Shifting the discourse on research and New Europe
What if we thought of Europe’s lower-performing regions in positive terms, as our biggest opportunity?
We largely think of the low participation of EU-13 countries in framework programmes as a problem, and the figures speak their own language: the participation gap between EU-13 and EU-15 countries in Horizon 2020 has increased, with EU-13 countries attracting 4.9% of H2020 funding in the first three years of the programme. And, as Zygmunt Krasiński – Director of the Polish National Contact Point – reminded me last week, of the 100 most successful recipients of H2020 funding, not a single one is in EU-13 countries. As Europe’s best universities and research organisations focus on competing on a global scale, it seems that there has been little progress in addressing the problems in our own backyard.
But what if we thought of Europe’s lower-performing regions in positive terms, as our biggest opportunity? Such a change in mindset would begin by recognising what has already been achieved. Before the 1990s, universities in most EU-13 countries had very little direct exposure to academic freedom. From that perspective, the success of many institutions and national systems has been remarkable, in ways that cannot be measured by international rankings. Of course, we can lament that they have not made the same progress as some universities in Asia, for instance.
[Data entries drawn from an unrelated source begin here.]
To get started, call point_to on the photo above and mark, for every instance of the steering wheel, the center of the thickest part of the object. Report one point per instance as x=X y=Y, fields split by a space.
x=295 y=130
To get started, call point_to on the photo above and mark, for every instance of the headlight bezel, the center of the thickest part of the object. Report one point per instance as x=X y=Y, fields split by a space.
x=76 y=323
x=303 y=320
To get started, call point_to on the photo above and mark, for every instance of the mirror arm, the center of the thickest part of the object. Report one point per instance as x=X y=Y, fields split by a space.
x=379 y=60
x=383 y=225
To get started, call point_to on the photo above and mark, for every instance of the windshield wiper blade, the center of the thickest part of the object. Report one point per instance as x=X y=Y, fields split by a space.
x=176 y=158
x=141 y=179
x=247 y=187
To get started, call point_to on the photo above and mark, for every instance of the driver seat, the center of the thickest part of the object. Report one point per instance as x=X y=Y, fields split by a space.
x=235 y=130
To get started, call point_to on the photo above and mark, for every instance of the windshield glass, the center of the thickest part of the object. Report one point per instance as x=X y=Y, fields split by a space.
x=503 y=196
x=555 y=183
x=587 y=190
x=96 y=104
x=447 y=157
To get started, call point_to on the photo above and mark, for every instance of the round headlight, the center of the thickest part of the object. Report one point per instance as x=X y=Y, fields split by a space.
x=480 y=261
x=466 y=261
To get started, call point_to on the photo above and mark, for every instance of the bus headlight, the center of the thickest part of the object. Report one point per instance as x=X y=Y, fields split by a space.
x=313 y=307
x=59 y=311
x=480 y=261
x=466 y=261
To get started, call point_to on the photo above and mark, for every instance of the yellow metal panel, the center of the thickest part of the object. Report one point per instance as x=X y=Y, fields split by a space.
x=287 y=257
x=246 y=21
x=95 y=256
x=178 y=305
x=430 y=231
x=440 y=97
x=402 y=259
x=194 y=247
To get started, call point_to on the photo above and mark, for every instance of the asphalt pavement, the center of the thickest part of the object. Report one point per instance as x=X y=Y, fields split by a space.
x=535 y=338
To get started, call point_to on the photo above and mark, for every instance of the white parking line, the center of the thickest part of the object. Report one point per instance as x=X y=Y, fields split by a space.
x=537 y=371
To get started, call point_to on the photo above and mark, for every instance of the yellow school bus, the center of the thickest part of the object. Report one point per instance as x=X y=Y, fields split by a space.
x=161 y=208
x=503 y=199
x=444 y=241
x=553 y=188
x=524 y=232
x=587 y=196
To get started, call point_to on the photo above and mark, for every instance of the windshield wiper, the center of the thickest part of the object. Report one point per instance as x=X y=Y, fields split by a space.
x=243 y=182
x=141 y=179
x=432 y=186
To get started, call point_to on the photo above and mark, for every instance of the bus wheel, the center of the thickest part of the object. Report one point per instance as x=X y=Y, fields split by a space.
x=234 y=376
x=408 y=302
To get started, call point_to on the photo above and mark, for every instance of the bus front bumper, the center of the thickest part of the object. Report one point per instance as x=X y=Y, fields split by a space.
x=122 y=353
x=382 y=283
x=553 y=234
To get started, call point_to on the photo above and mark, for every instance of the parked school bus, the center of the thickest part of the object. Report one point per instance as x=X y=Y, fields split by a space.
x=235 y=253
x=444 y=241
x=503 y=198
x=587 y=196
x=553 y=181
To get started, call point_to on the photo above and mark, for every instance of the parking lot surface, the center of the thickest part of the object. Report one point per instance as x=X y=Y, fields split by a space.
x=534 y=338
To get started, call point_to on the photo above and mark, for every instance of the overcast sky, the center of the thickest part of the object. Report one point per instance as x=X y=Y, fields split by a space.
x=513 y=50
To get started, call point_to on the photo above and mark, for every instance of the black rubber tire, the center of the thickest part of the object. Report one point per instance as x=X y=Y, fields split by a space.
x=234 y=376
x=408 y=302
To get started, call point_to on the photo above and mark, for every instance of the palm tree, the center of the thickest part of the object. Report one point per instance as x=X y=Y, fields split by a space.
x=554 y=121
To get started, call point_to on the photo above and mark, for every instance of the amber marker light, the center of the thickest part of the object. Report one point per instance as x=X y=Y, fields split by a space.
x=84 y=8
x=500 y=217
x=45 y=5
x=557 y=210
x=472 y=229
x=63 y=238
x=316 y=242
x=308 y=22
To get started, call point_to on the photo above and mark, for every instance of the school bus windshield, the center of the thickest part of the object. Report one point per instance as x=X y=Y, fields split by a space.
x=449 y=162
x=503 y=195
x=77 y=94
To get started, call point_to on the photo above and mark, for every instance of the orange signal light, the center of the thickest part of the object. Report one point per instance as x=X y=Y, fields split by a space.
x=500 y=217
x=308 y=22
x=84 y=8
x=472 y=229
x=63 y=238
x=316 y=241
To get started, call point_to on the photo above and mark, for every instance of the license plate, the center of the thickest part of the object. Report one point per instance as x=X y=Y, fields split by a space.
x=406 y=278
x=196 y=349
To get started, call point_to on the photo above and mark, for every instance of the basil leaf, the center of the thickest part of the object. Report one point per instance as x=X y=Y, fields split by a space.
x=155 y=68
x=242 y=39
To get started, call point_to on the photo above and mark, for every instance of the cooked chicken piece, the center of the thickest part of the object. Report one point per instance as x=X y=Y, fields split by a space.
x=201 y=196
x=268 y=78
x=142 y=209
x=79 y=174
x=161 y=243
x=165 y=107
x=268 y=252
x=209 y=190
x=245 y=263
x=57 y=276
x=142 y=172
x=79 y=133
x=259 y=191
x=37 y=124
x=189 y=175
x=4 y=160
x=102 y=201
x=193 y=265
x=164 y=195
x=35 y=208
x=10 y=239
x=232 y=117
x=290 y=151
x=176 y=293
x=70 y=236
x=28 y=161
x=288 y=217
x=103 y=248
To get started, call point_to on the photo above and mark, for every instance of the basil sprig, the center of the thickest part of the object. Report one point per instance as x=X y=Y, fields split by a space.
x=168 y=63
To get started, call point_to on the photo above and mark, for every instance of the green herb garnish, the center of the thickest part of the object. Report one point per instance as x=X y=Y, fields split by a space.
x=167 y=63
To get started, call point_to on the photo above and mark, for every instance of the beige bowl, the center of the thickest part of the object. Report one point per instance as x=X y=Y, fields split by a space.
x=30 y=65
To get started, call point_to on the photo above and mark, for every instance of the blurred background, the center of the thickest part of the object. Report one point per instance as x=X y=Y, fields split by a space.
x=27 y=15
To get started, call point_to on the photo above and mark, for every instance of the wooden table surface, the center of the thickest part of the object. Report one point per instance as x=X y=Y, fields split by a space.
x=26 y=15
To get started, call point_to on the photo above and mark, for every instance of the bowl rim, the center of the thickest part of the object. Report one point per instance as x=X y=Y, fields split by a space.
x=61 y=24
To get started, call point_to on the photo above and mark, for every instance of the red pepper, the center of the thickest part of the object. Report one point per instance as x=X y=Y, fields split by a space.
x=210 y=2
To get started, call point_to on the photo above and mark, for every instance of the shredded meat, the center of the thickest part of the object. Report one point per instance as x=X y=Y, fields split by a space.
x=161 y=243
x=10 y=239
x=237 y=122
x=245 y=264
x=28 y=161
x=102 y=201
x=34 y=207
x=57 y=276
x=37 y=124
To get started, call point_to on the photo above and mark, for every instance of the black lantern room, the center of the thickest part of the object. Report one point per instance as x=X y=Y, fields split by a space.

But that progress has often been achieved with a level of state intervention in politics and society that we would find unacceptable in Europe. It is high time that we start to acknowledge – and appreciate – how much has already been achieved, in so many academic institutions in EU-13 countries.
Europe’s greatest asset is its people. As a university professor in the UK, I have much personal experience with the energy, intelligence and hard work that students from all over Europe – including EU-13 and our neighbourhood countries – bring to our classrooms. The ERC’s statistics also demonstrate the success of so many EU-13 nationals in obtaining awards, even if they are hosted abroad. The question, then, is how we can enhance this potential, ensure it has room to flourish, and help Europe – all of Europe – to succeed.
Focusing on this potential will direct our attention to mobility, collaboration, and structures. We need to increase student mobility in Erasmus+ in all directions, including students going to EU-13 countries and learning the host language. We need forms of bolder collaboration in which all parties have a real stake; the new European University networks are one example of what that might mean, centres of excellence funded by the Teaming instrument might be another.
Finally, we need to remove all structural barriers that stand in the way of realising excellence, ranging from the optimal provision and use of research infrastructures to the ability to co-fund EU-projects from locally-managed funds to appropriate flexibility on salaries.
Realising our potential is not just the job of the European Commission, and it is not just the job of national governments, important though these actors are. It’s about culture change, throughout Europe. My hope for the Times Higher Education World Academic Summit on Research Excellence in New Europe is that we can truly reflect on how we can bring about this change.